Study: Most projects on GitHub not open source licensed
Kids these days, they just don't care
Code-sharing website GitHub has grown so popular that it and open source are practically synonymous for many developers. But new research shows that most of the projects now on GitHub are released under license terms that are unclear, inconsistent, or nonexistent, leaving their legal status as open source software uncertain.
That's according to Aaron Williamson, senior staff counsel at the Software Freedom Law Center, who presented some of his findings on the matter at the Linux Collaboration Summit in San Francisco on Wednesday.
Williamson first became interested in software licensing trends on GitHub after reading a somewhat profane Twitter post from Redmonk's James Governor in 2012, to the effect that today's young developers can't be bothered to deal with the complexities of open source licensing and governance.
At the time, Governor's post inspired much debate on Twitter and beyond. But was what he said true? Are younger developers on GitHub really less likely to specify clear licensing for their projects than earlier generations of coders? Williamson decided to find out.
To that end, he wrote a Python script that continuously polled GitHub, looking for license files. He then ran those files through FOSSology, a tool developed by HP and some others that can identify software licenses by the specific language and phrases contained in them.

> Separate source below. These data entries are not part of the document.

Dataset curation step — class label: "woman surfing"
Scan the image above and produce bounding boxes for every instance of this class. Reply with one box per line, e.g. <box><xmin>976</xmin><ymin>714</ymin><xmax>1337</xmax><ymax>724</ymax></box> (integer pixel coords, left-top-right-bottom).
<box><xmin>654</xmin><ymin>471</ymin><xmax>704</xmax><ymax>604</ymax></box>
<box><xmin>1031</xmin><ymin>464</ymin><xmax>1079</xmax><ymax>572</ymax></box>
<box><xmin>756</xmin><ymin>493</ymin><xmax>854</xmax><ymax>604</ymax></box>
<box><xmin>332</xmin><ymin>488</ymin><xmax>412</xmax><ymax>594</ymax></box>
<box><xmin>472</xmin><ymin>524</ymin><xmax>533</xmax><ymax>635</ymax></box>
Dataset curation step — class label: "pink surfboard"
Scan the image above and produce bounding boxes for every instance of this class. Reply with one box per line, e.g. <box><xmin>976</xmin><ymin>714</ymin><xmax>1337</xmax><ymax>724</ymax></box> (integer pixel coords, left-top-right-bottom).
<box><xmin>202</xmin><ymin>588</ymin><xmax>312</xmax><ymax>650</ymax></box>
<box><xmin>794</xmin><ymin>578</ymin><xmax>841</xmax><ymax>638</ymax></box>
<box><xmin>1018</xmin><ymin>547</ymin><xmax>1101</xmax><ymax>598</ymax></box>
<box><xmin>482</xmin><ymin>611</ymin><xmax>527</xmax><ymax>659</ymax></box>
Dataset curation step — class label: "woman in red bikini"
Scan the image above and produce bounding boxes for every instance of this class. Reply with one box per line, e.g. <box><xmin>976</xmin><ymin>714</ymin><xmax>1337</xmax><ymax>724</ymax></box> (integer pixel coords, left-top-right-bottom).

Williamson was quick to point out that his study was by no means scientific, nor was his data set complete. GitHub's APIs throttles the number of requests you can make per hour, so Williamson was unable to poll the entire archive – in fact, he only made it through the oldest 28 per cent of the repositories. He's also fairly certain that he missed some licenses and that there were some errors and duplications in the data. Still, his results are eye opening.
Licenses? Bah, who needs 'em
According to Williamson, out of the 1,692,135 code repositories he scanned, just 219,326 of them – 14.9 percent – had a file in their top-level directories that identified any kind of license at all. Of those, 28 per cent only announced their licenses in a README file, as opposed to recommended filenames such as LICENSE or COPYING.
Equally interesting, Williamson found that developers with projects on GitHub tend to shun so-called copyleft licenses such as the Gnu General Public License (GPL) – which require modified versions of the software to be released under the same license as the original – in favor of more permissive alternatives.
Most developers on GitHub seem to prefer permissive licenses to the GPL (Source: Aaron Williamson)
Naturally, the GPL was still well represented. Williamson found some 61,000 projects that were licensed under some version of the GPL or Lesser GPL. But his scans turned up fully twice as many projects that were released under either the MIT, BSD, or Apache licenses, none of which are copyleft licenses.
Williamson added that although his data was just a snapshot, and therefore couldn't be used to establish any trends, data gathered by Redmonk does indicate an overall trend toward permissive licensing for projects written in many different languages.
Just why that is wasn't clear. But Luis Villa, deputy general counsel at the Wikimedia Foundation, has suggested that younger developers may be choosing more permissive licenses as a way of pushing back against what they see as a "permission culture." They prefer to let other developers just do whatever they want with their code – and, rightly or wrongly, this might be a reason why many projects are released with no license whatsoever.
Even when GitHub repositories included licenses, however, Williamson also found a lot of projects where the licensing was unclear. For example, many projects claimed to be licensed under "the Ruby license," but Ruby's licensing has changed over time, making it difficult to figure out just what the terms are for any specific project if they aren't stated explicitly.
Still other projects offered terms that were inconsistent; for example, a program that claimed to be licensed under the GPL but "for non-commercial use only," which contradicts the GPL's terms.